There’s no doubt that most of these developments favor Clinton. Add up even a few of these additional states, and Clinton could get at least as many as the 365 electoral votes that President Obama won in 2008 over Senator John McCain. It’s possible she could win as many as the 400 electoral votes that George H.W. Bush received in his big win over former Massachusetts governor Mike Dukakis in 1988.

And Clinton’s campaign is getting aggressive about running up the score. This week her campaign announced it is putting additional staff and going up with ads in a number of these new states, which could spell an electoral rout if — and it’s still a big “if” — they are successful.

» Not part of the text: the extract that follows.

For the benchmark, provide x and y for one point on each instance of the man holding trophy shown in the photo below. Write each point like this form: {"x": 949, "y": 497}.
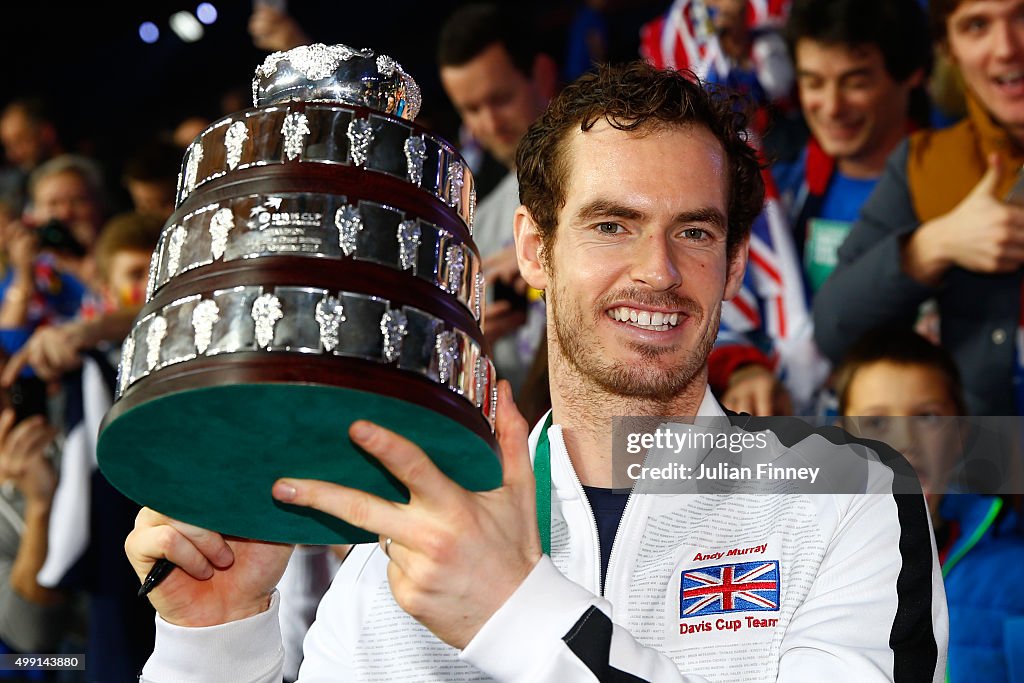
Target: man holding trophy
{"x": 638, "y": 191}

“The fundamentals of this race, which now point to a Clinton win, are largely set at this point,” said Kevin Madden, a veteran of the George W. Bush and Mitt Romney presidential campaigns. “All we’re doing now is making sure the writers at ‘Saturday Night Live’ earn their paycheck.”

Campaigns have two finite resources: time and money. So while Clinton’s campaign is spending money to expand the map, so far Clinton’s schedule has her sticking to the same battleground states that have been fought over for several elections.

“I’d expect the Clinton campaign believes that Trump’s lack of any real turnout infrastructure in states that were expected to be reliably red can be beaten with ads and resources for volunteers instead of candidate travel right now,” Madden said.